- Restricted Duty Ribbon
- Type: Ribbon
- Presented by: U. S. Department of Homeland Security
- Eligibility: Completion of a PCS tour at specific shore units where accompanying dependents are not authorized.
- Status: Current
- First award: 1984

Precedence
- Next (higher): Coast Guard Sea Service Ribbon
- Next (lower): Coast Guard Overseas Service Ribbon

= Restricted Duty Ribbon =

The Restricted Duty Ribbon is a decoration of the United States Coast Guard which was created on March 3, 1984. The award recognizes those Coast Guard personnel who have completed a permanent tour of duty at specific shore units where accompanying dependents are not authorized.

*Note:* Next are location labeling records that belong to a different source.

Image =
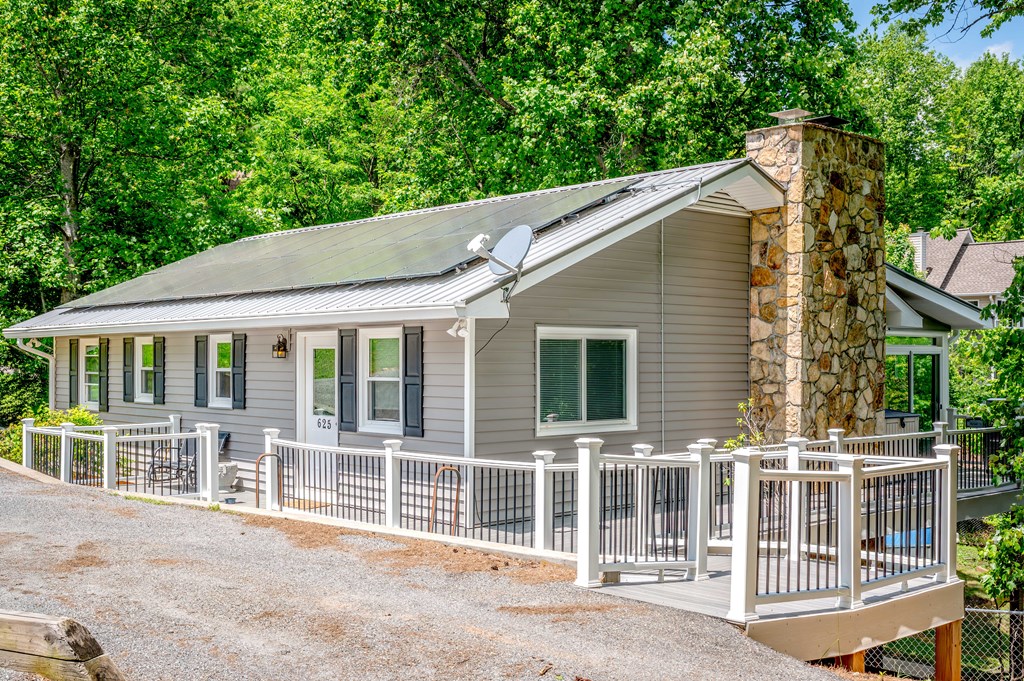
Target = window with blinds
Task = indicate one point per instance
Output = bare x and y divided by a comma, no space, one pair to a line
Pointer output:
586,379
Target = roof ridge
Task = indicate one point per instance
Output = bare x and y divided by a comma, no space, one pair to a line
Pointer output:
489,200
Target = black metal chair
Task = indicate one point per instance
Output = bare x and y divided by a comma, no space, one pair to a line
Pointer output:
176,461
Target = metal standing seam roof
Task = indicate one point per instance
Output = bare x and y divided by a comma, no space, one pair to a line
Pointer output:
456,287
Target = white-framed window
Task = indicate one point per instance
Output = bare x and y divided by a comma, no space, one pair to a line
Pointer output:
380,380
586,380
89,381
144,376
220,371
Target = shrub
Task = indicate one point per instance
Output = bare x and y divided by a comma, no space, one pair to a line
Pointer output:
10,437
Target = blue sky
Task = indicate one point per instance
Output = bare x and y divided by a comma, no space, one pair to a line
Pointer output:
964,50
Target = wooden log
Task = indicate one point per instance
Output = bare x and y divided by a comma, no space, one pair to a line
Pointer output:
57,648
947,651
853,662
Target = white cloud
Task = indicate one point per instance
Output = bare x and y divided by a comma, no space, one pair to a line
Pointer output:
999,48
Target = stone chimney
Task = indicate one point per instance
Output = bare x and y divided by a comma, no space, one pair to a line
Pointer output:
818,282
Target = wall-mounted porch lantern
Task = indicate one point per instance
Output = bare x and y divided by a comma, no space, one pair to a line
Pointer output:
280,349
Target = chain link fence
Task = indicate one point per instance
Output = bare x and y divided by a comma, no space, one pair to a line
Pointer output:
986,649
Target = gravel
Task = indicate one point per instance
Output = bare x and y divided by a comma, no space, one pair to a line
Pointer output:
173,592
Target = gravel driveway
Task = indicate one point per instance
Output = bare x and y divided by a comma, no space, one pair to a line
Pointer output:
181,593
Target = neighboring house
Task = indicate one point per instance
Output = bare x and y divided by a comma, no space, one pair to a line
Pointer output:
976,271
647,308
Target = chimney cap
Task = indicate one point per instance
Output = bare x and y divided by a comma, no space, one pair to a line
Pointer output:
790,115
827,121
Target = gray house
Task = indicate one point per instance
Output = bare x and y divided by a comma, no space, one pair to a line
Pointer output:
646,308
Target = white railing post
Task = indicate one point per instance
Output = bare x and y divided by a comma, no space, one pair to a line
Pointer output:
699,510
66,451
111,457
837,435
747,502
589,520
544,501
795,448
947,511
392,483
644,536
27,452
850,529
272,466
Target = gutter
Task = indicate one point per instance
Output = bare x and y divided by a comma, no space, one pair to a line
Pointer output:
28,348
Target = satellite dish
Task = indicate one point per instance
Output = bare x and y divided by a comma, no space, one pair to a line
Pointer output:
508,254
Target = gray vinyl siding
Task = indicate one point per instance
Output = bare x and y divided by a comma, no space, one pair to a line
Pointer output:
706,331
270,394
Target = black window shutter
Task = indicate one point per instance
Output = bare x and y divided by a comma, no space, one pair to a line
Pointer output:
158,370
202,382
412,381
238,371
73,372
103,354
129,371
347,376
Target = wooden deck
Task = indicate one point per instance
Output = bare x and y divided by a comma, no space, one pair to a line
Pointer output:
811,629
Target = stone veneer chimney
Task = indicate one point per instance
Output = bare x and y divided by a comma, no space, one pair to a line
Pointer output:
818,282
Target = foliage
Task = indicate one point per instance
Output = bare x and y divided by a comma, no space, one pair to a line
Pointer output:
899,251
753,422
10,437
964,14
1005,553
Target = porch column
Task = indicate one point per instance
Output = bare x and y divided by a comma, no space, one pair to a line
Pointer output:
589,522
27,453
272,466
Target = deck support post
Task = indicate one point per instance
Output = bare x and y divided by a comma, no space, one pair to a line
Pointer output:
947,511
27,454
853,662
850,529
947,651
392,483
111,457
589,520
544,501
747,479
795,448
699,511
66,451
272,467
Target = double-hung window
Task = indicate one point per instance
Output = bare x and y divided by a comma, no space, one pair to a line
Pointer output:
586,380
220,371
89,348
380,380
144,370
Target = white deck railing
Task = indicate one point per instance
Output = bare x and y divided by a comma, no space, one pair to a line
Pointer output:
153,458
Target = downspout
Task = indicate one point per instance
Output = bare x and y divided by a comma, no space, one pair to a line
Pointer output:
660,266
51,381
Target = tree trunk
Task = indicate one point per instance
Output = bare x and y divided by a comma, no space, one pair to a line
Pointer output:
1017,635
71,156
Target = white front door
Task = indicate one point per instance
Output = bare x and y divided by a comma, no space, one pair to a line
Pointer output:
317,417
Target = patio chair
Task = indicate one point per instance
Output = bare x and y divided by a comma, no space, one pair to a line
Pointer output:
176,461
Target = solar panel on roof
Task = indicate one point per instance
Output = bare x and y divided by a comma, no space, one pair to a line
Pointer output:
408,245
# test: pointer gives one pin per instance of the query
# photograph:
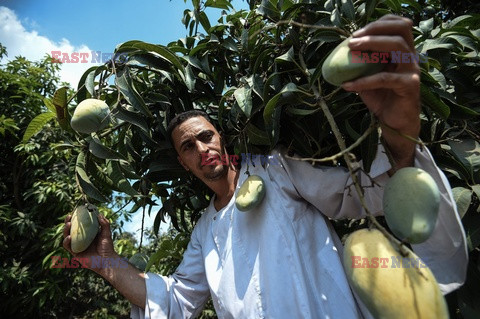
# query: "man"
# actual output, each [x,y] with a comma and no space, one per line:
[282,259]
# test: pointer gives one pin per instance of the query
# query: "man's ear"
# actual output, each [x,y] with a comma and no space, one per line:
[182,163]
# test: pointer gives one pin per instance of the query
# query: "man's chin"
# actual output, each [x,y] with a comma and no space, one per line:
[216,173]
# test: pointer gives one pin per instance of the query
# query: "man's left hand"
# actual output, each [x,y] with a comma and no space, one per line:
[394,94]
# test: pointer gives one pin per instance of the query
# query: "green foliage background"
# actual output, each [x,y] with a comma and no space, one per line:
[257,73]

Where a service member is assigned without their dependent family members, the duty status is known as "unaccompanied." Standard unaccompanied duty tours are normally one to two years in length and occur in remote duty locations such as Greenland and the Arctic, and in combat areas. The Restricted Duty Ribbon is awarded at the conclusion of the unaccompanied tour.

In the case of overseas restricted duty stations, personnel who are eligible to receive the Restricted Duty Ribbon are not eligible to receive the Coast Guard Overseas Service Ribbon for the same period.

The Coast Guard is the only branch of the United States armed forces to award a decoration for the completion of unaccompanied duty tours, although the assignments for which the Air Force Overseas Short Tour Service Ribbon is awarded are usually unaccompanied. Additional awards of the Restricted Duty Ribbon are denoted by bronze and silver service stars.